During its early years, PZ consisted of a loose collection of 10-15 research assistants and senior scholars. Included in this group were: psychologist Paul Kolers, philosopher Israel Scheffler, literary analyst Barbara Leondar, and Howard Gardner and David Perkins, as founding (and sometimes uncompensated) research assistants. The group met regularly to discuss philosophical, psychological, and conceptual issues in the arts and art education. From the first, the Project took a cognitive view of the arts, viewing artistic activity as involving mental processes fully as powerful and subtle as those used in the sciences or public policy. In that sense, the Project reflected the Cognitive Revolution of the time--countering both the behaviorist past of psychology and the overly romantic view of the arts as matters of mystery, emotion, or entertainment. The "Bible" for this period was Goodman's influential Languages of Art (1968). During this early period position papers were written, and modest experiments were undertaken. The results of this first phase of work are captured in a final report for the U.S. Office of Education, prepared by Goodman, Perkins, and Gardner, called Basic Abilities Required for Understanding and Creation in the Arts (1972).

During the first years of PZ, Goodman also served as impresario for a dozen memorable lecture-performances at GSE. The purpose of these lecture-performances was to introduce GSE students, and the Harvard community more broadly, to the cognitive processes that characterize artistic planning, performance, and production. In later years, Goodman continued to serve as producer for a series of artistic activities and events at Harvard: these included newly commissioned multimedia performances of John Updike's Rabbit Run (1970), multimedia presentations inspired by Katharine Sturgis' drawing series Hockey Seen, and Picasso's drawings after Velasquez. Goodman was also catalytic in the formation of the Harvard Summer School Dance Program and the Harvard Business School Program in Arts Management.

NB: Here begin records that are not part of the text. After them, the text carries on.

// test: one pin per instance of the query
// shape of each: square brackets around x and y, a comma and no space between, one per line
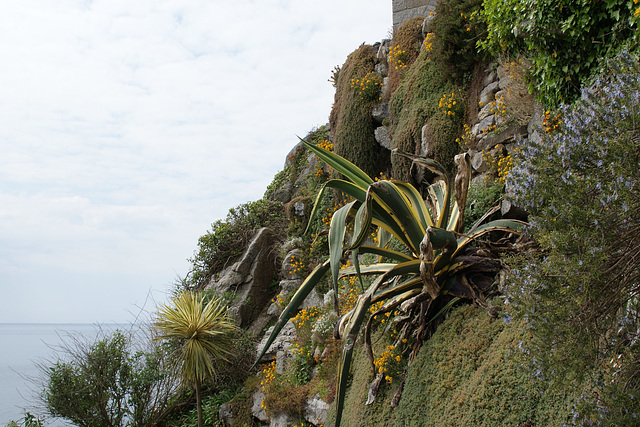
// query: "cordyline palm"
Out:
[201,333]
[438,268]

2. Empirical Research in Cognitive and Developmental Psychology (1971/2-1983):

In 1971, Goodman announced his intention to retire from PZ. He told Gardner and Perkins that they could direct the project--quipping, in characteristic fashion, "that means you can raise the money from now on." At first, Perkins took on the directorship and he was joined in 1972 by Gardner. During the following decade, Gardner, Perkins, and a small group of researchers that included Laurie Meringoff (Brown), Ellen Winner, and Dennie Wolf focused

their attention principally on empirical work in the area of cognitive psychology, with a continuing emphasis on artistic issues. An informal division of labor took place, with Gardner and colleagues focusing

primarily on developmental issues and populations, while Perkins and colleagues worked primarily with adult artists (and other adult populations). Results of this work can be found in many books and articles, and a number of collections, including Perkins and Leondar The Arts and Cognition (1977) and Gardner and Perkins Art Mind and Education (1989).